50のひとり言~「りぷる」から~

言葉の刺激が欲しい方へ。亡き父が書きためた「りぷる」(さざ波)を中心に公開します。きっと日常とは違った世界へ。

「時間を遊ばせてやる時間~自分が守られなければ生きる楽しみもない~」

2015-01-26 19:33:06 | 小説
逃げこむ、とそんなつもりはもちろんない。そう思い、強がり、家路に群がるマンションのまっただ中に帰る。

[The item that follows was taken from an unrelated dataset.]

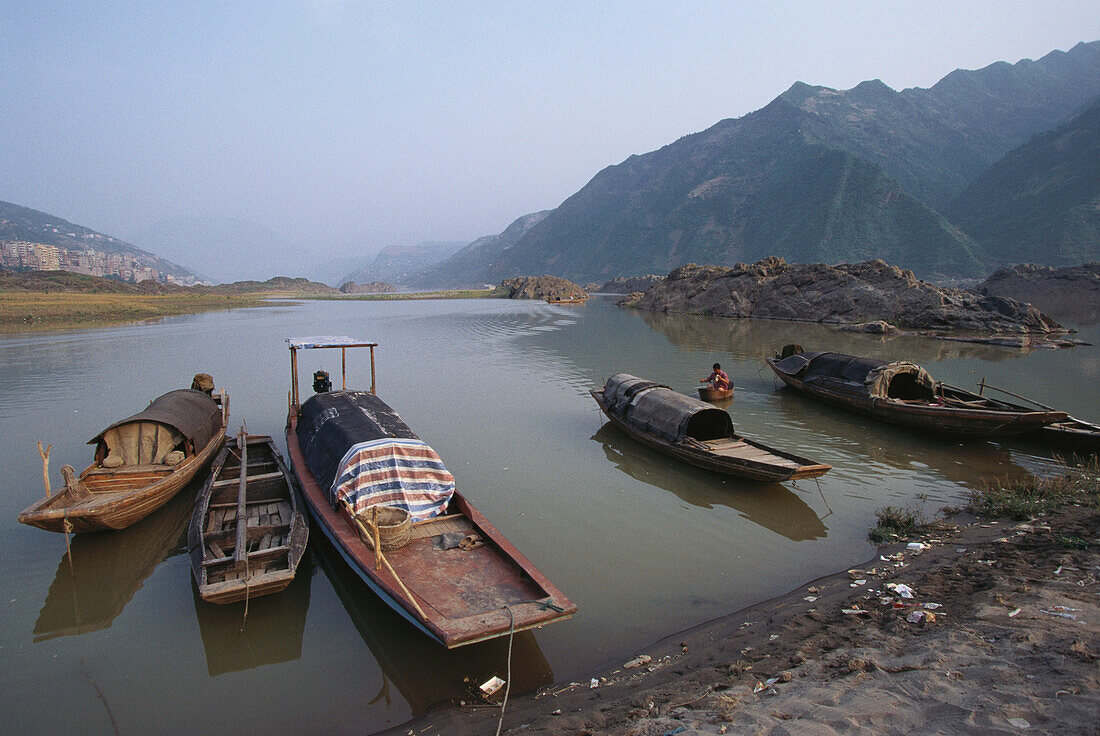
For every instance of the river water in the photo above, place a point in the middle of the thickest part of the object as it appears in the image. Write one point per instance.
(112, 637)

午後で、変則勤務の社が退けてきている。セリアガル窓と窓を高層へと目にぼんやり映す時、男は過去の異性関係とか何かと傷を負いながら、そのカスリ傷が化膿しかねない。窓々は昼寝・・・・・・だがここはぼくの居住区、皆・・・・・・ぼくだけじゃないらしい、過去にいいわけがましく生きている?・・・・・・。

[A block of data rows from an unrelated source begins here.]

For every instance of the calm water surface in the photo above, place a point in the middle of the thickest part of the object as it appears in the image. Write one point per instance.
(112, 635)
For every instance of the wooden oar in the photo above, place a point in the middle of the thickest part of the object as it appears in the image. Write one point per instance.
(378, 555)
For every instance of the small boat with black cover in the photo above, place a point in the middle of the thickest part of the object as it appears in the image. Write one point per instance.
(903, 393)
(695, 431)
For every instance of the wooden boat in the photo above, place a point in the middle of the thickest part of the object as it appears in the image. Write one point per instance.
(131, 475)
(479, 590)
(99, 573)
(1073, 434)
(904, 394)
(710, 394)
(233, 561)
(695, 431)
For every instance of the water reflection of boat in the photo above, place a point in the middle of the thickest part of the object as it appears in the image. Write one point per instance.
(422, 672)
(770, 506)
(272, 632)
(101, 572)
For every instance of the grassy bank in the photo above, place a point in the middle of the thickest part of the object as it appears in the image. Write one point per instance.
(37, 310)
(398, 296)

男はそう思うと、とうからあの罪と罰とをしょっている、つまり過去を生きる心因性の傷というやつだ。そして、否そうだから目は裏がえった。そっと小公園に青葉にそれる。
「やっぱり独りがいいか。イチョウの若葉」
で一見のんびりだが、道草という薬が要った。
それを求めながら男は耳にふと捕まえている。
そう、恋に迷う、あるいは夢中の若者が空耳に、『ぼくはメランコリー』とやってきた。
その空耳に男はすがりながら小公園へ向かった。
「知人の息子だった。愛情関係に悩みセックス、いやセクシィな話とその女、さらにその男と今はたわむれていたい。かまけていたい」
そう自分に沈潜したがる男。イチョウの青葉から鳩が飛び立ち、やがて彼の家庭に思い至る。なお男は沈潜していくのだ。